To understand the mood around this team, it is necessary to have a complete view of what Egyptian football experienced in 2025/26:

• Pyramids FC represented Africa at the FIFA Club World Cup, reaching the finals, beating Auckland City 3-0 and Saudi Al-Ahli 3-1, before losing to Flamengo in the FIFA Challenge Cup. A historic streak from any point of view.

• The national team’s World Cup qualification was impressive: 8 wins in 10 games, 20 goals scored, of which Salah personally scored 9 of them. Egypt authoritatively topped its African qualifying group.

• AFCON 2025 (held in Morocco between December 2025 and January 2026) was a promising but ultimately frustrating campaign. Egypt beat Zimbabwe and South Africa, tied with Angola, beat Benin 3-1 in the round of 16, beat Ivory Coast 3-2 in the quarterfinals; they then lost to Senegal 1-0 in the semi-finals and finished fourth after losing the third-place playoff to Nigeria. Fourth place. Again. A nation that has won the AFCON seven times and finished fourth is not a crisis, but a state of mind.

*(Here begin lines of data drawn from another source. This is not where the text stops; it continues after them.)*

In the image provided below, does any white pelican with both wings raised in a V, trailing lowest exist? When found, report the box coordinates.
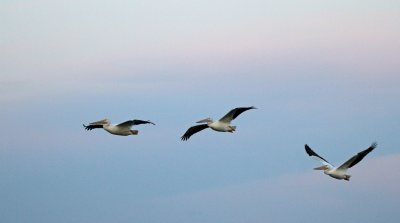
[305,142,378,181]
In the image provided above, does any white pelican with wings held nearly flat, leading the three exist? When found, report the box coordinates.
[83,119,155,136]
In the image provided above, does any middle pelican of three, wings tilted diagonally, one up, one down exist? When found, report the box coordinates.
[181,106,255,141]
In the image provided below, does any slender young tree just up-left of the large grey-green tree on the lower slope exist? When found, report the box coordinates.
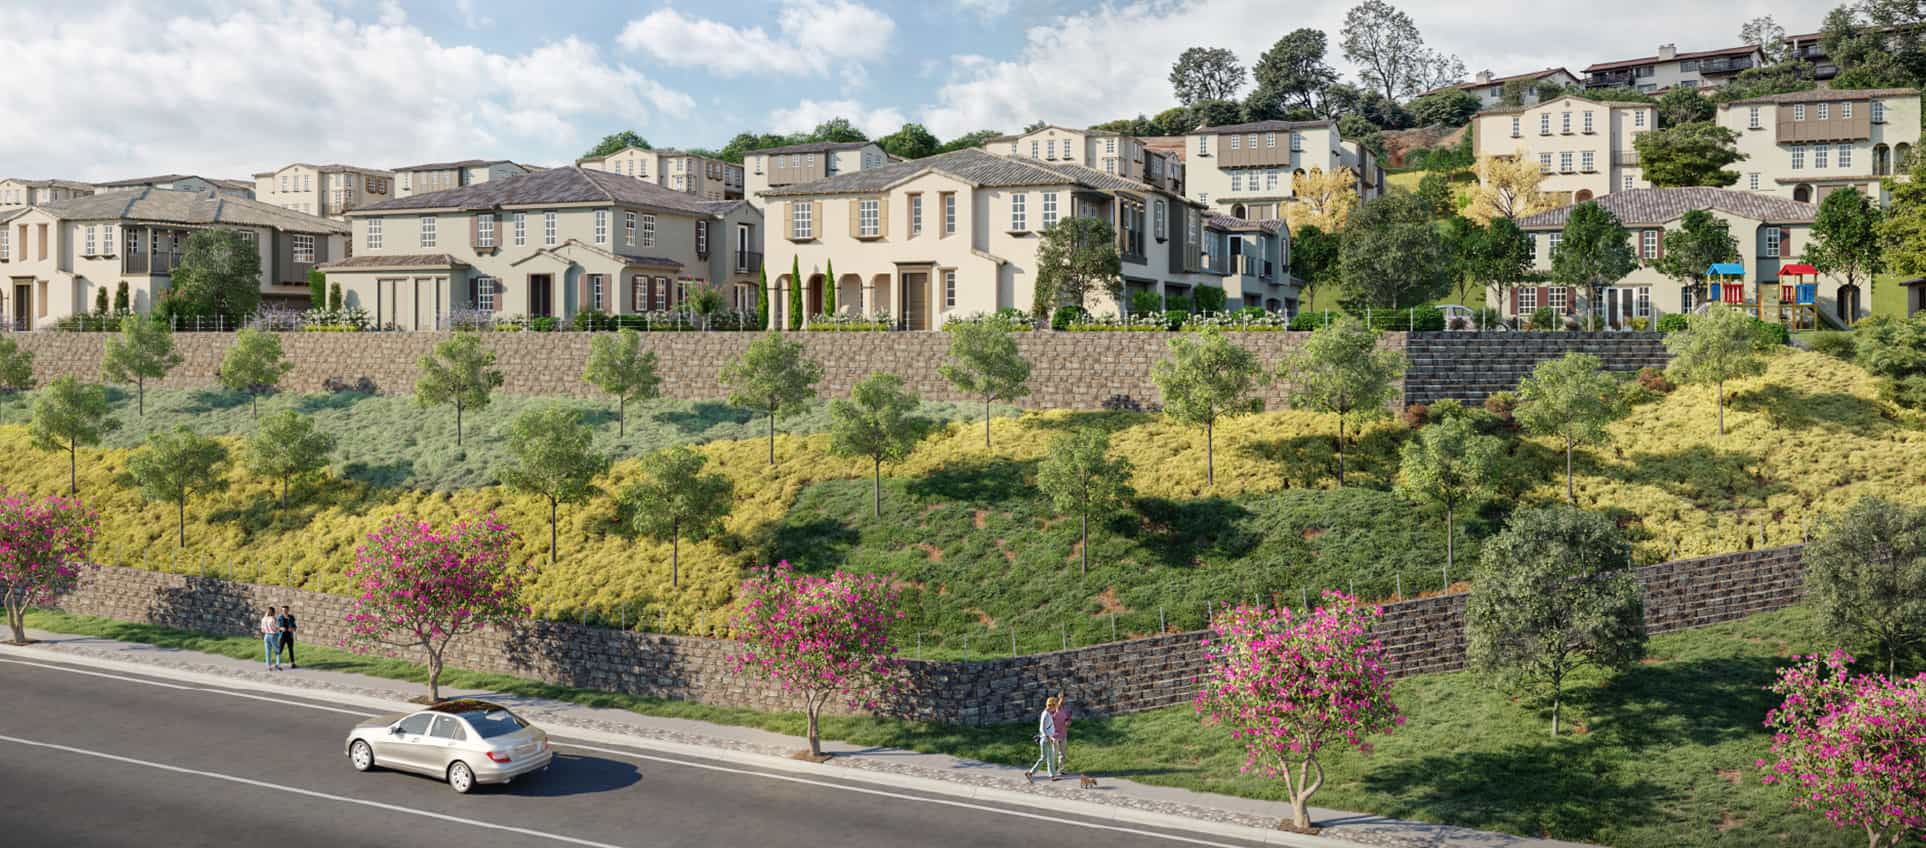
[1396,416,1504,586]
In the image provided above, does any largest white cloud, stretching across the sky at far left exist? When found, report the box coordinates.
[0,0,695,179]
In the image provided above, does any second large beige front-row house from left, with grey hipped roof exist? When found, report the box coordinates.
[322,166,763,330]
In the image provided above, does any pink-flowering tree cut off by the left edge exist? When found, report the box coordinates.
[0,491,98,646]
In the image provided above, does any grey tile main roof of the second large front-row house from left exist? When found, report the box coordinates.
[349,166,734,216]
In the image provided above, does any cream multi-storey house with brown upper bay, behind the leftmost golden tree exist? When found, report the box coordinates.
[1183,121,1385,220]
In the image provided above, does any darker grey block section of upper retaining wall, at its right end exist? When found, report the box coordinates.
[1404,333,1670,405]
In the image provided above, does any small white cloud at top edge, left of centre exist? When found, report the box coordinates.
[616,0,896,77]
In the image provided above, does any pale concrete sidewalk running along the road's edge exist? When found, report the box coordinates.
[0,630,1581,848]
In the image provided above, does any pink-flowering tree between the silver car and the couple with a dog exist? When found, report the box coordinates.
[730,563,903,757]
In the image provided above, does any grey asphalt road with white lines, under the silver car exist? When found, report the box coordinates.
[0,659,1263,848]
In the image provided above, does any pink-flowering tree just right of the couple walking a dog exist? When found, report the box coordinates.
[1192,592,1404,831]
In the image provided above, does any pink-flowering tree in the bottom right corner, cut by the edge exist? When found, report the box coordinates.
[1757,651,1926,848]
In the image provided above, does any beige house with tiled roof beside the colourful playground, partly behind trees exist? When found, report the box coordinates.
[1491,189,1868,328]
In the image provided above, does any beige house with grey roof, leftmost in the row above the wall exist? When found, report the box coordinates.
[0,189,347,330]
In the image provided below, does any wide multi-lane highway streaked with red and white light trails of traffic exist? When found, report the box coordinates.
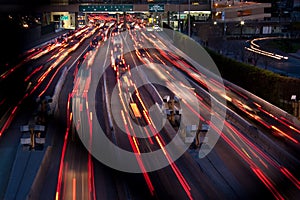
[0,17,300,199]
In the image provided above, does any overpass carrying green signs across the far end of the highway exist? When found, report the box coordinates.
[39,4,211,29]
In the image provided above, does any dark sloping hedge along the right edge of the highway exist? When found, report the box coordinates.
[207,49,300,113]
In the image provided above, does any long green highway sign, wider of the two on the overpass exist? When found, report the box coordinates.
[79,4,133,12]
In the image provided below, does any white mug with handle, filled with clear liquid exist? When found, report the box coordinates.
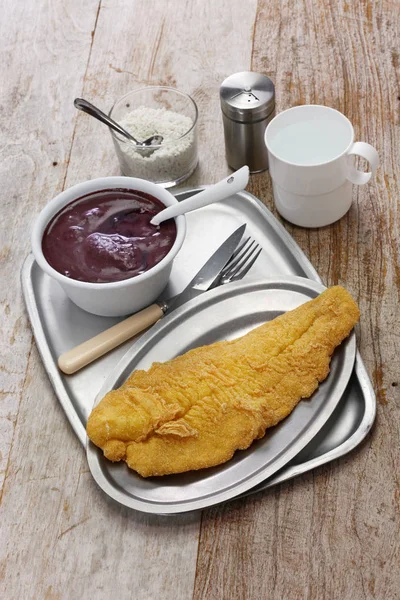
[265,104,379,227]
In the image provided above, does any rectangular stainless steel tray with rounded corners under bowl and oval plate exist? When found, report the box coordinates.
[21,190,376,510]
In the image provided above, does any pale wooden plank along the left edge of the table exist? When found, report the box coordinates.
[0,0,101,493]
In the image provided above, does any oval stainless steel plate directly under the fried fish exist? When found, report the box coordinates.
[87,277,356,514]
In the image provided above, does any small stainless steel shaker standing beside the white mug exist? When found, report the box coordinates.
[220,71,275,173]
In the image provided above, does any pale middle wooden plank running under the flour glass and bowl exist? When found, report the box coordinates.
[0,0,256,600]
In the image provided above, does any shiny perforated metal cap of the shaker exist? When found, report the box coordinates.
[220,71,275,123]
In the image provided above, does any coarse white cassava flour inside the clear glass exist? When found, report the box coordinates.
[114,106,197,183]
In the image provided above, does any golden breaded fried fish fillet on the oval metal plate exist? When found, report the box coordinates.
[87,286,359,477]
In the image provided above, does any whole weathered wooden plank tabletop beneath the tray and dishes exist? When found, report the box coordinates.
[0,0,400,600]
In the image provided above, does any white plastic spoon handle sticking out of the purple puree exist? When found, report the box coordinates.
[150,166,249,225]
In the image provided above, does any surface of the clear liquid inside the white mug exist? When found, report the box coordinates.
[270,119,351,165]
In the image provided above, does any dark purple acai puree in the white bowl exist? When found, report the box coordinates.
[42,189,176,283]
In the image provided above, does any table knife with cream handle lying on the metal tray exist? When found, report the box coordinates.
[58,224,246,375]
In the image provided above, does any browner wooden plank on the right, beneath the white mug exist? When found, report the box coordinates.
[194,0,400,600]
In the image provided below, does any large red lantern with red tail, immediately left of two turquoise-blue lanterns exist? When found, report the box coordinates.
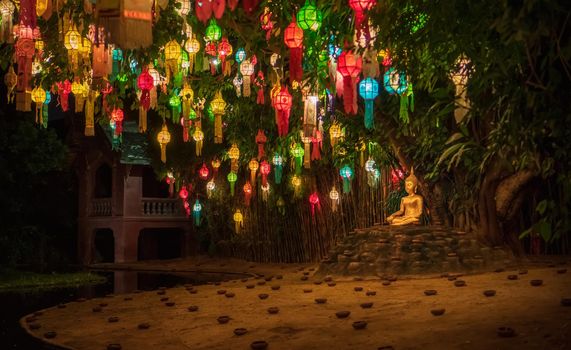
[337,51,363,114]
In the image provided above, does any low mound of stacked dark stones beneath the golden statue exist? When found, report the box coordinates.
[319,225,512,276]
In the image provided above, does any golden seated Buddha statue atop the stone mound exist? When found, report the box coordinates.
[387,168,423,225]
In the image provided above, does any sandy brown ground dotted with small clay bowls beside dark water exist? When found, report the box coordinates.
[21,260,571,350]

• The youth teams offered some brilliance: the U-17 team won bronze at the African U-17 Championship, beating hosts Morocco 2-0.

• Domestically, Zamalek won the Egyptian Premier League title for the 15th time in their history after a grueling season, and also reached the final of the CAF Confederation Cup, only to lose on penalties to USM Alger.

• Meanwhile, Al Ahly won the Egyptian Super Cup but were eliminated from the CAF Champions League along with Pyramids at the hands of Tunisian and Moroccan rivals.


What fans really want

Egyptian fans are not easy to please. They love football, they know everything about tactics, they always argue, and they can celebrate a victory while still complaining about how the team played.

But if we forget all the talk, what they want from this World Cup is very simple:

Just win one game. Please. Just one.

If we can do it, getting past the first round (something Egypt has never done) will be a massive celebration on the streets of Cairo. And if Salah, in what could be his last World Cup, can score a goal or two, it will be a summer we will never forget.

The players are good. The group is not impossible. The coach wants to win. And since the games are played in the United States, the Egyptians who live there will make the stadiums look as if they were playing at home. It has been 92 years since Egypt played its first World Cup match. 2026 has to be the year we finally change history.